Di Malang, cukup banyak kawan yang
membiayai kuliahnya dengan bekerja paruh waktu. Mereka ini yang menjadi
pengusaha setelah selesai. Sebagai orang yang belajar menulis, sayapun bisa
bertahan di sana dengan memanfaatkan hobi saya ini. Semua karena sektor swasta
berkembang.
Budaya
Tari topeng
Malangan merupakan tari andalan Malang Raya yang sekarang sedang diusahakan
agar menginternasional. Tarian ini selalu dipentaskan dalam setiap event dan
memang dijadikan trade market oleh Malang Raya.
Kapankah tari ini mulai dipopulerkan
oleh daerah?
Ternyata baru tahun 1998 tari topeng
ini mulai dipublikasikan secara luas. Publikasi ini diperlukan untuk
mengembalikan wajah Malang ke Malang yang sebenarnya. Pembangunan memang
mempunyai ekses negatif terhadap budaya lokal.
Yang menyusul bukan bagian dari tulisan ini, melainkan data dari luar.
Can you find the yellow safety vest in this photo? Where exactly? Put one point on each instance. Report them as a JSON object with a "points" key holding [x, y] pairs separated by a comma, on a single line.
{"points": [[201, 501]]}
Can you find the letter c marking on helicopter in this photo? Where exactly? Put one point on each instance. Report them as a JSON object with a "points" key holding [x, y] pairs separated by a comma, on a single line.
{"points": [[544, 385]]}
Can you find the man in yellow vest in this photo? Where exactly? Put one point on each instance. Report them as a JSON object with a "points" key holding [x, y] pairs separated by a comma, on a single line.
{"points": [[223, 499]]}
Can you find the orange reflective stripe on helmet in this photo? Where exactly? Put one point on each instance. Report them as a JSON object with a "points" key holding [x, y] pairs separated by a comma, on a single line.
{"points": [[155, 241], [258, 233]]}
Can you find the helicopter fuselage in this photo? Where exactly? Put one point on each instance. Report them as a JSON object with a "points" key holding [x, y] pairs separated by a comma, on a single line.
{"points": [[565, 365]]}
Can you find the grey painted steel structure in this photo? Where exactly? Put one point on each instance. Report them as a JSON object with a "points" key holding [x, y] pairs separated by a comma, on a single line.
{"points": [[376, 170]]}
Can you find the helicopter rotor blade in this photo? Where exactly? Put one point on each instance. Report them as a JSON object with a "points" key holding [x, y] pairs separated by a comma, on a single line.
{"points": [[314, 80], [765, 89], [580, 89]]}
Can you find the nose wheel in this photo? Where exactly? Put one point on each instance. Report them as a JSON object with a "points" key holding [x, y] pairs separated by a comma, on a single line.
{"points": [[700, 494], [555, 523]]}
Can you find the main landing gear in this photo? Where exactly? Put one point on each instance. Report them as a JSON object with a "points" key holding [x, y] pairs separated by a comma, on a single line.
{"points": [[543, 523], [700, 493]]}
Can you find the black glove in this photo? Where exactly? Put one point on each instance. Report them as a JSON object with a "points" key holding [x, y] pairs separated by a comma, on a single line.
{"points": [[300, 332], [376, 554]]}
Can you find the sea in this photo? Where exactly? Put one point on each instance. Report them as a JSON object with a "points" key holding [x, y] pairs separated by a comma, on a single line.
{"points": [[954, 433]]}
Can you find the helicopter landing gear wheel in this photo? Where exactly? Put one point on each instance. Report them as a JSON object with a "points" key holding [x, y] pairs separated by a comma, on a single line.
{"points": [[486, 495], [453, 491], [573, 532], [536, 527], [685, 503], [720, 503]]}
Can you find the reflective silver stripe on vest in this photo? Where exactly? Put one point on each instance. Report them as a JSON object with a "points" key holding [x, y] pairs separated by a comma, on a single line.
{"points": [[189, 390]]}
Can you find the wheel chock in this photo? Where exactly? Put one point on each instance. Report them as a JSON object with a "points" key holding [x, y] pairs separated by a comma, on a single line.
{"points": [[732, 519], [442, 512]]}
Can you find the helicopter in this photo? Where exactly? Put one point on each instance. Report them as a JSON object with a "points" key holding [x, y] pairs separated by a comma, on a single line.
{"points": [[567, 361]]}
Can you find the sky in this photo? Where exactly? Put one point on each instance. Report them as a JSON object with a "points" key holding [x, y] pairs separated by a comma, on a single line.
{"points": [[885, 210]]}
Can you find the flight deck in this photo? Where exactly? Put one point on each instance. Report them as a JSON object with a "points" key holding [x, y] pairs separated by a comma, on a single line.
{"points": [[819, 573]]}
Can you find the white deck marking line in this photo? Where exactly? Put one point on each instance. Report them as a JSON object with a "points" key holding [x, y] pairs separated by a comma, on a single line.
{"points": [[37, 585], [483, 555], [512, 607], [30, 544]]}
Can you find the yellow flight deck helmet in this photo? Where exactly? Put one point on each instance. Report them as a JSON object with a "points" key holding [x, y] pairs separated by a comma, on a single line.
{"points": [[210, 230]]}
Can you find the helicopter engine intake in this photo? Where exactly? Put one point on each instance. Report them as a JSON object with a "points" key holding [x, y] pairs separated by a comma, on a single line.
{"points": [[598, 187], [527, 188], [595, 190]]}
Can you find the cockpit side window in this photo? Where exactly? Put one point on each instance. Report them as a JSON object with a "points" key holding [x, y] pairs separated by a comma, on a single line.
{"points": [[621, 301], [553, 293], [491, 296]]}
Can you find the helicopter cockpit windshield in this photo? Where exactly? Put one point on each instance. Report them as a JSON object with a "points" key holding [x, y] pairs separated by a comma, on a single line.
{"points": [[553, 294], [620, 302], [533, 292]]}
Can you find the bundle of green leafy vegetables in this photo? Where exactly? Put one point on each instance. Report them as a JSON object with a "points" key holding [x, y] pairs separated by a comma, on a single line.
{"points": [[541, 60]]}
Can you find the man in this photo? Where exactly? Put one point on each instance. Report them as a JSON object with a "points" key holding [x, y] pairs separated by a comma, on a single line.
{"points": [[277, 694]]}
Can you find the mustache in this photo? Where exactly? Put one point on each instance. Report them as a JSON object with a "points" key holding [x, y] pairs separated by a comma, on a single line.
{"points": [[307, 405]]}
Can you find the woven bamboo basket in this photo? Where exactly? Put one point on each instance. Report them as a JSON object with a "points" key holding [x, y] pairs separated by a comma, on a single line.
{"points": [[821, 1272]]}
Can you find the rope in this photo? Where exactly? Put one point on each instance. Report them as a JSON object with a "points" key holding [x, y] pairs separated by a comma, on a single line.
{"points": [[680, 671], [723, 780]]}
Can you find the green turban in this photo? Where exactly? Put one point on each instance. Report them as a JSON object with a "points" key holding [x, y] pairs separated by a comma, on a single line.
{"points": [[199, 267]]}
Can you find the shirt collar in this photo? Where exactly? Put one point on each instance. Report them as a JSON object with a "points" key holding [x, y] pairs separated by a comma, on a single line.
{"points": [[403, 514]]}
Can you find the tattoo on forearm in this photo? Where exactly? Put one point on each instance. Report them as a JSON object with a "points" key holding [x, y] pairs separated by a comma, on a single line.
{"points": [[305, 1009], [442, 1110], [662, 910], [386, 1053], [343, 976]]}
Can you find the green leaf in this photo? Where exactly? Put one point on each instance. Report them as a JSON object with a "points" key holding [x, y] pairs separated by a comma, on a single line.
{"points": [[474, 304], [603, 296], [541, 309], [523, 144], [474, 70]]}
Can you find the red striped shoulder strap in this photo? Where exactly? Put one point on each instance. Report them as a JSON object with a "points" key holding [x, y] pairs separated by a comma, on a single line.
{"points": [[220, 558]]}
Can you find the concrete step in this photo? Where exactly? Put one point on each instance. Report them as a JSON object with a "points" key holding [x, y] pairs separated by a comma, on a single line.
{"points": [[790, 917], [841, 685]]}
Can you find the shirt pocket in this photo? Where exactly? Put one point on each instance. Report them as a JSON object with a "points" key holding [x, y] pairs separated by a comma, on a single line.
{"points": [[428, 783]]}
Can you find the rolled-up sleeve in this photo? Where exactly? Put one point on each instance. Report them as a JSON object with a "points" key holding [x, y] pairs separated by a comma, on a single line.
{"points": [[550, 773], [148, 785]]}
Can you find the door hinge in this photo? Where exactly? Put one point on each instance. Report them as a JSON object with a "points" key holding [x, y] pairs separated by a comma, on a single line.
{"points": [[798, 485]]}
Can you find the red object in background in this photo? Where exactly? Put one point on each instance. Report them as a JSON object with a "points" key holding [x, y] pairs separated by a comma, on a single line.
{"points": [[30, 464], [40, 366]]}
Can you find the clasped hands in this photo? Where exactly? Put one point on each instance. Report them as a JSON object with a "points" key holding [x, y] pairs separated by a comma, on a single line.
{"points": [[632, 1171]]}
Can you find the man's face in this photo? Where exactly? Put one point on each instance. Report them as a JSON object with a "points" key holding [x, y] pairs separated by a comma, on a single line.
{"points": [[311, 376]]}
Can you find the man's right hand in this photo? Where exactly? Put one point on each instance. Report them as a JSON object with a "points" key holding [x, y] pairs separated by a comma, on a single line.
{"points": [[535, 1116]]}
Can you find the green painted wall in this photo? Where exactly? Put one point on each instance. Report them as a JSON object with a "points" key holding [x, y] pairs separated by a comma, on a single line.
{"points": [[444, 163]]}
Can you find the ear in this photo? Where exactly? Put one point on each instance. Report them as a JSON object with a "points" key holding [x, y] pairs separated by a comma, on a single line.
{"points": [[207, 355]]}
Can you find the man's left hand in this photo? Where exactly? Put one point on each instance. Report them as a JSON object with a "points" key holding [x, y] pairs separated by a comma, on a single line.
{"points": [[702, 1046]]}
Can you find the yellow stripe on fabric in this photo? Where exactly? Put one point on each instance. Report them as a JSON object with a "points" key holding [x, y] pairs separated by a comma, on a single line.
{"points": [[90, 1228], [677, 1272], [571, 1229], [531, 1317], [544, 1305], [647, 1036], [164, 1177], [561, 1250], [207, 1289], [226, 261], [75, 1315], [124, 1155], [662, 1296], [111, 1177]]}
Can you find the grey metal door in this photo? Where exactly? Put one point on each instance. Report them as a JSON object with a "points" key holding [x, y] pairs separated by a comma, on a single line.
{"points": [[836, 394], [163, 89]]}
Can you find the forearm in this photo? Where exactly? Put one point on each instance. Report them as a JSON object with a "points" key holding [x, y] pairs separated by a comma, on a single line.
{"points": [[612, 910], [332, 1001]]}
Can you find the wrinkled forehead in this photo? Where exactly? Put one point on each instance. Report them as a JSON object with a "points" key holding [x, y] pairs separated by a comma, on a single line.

Ketika pembangunan gencar dilakukan,
ketika manusia dari segala penjuru negara dan negeri, Malang justru menampilkan
dirinya sendiri. Malang mengkooptasi para pendatang dengan budayanya sendiri,
termasuk saya. Saya "dipaksa" untuk menyelami mereka.
Kami juga menyadari apa yang terjadi
pada kami terkait budaya Bolmong Raya. Kami jadi tertarik ketika kami sadar
bahwa sejarah dan budaya dari daerah lain sangat mereka banggakan sementara
Bolmong Raya tenggelam. Inilah yang mendasari kami membentuk FMPD dan Pinotaba
ketika di rantau dan sekarang kami bawah ke sini.
Kami yakin, dengan berkembangnya
berbagai budaya pop yang merupakan dampak dari pembangunan, budaya lokal pun
akan diperhatikan. Bahkan perhatian terhadap budaya lokal akan lebih tinggi
dibandingkan saat ini. Bagaimanapun kita harus menjadi diri kita.
Yang ada saat ini, yang diamalkan
oleh generasi muda itu hanya kulit dari budaya pop. Mereka bahkan belum tahu
apa itu budaya pop.
Epilog
Malang sangat perlu
kita tiru agar daerah kita bisa lebih maju, jika tidak maka saya menakutkan
kita akan menjadi orang yang malang dan
terbelakang. Saya sendiri tak ingin generasi berikutnya mengatakan ALANGKAH
MALANGNYA KOTAMOBAGU DI TANGAN GENERASI TERDAHULU.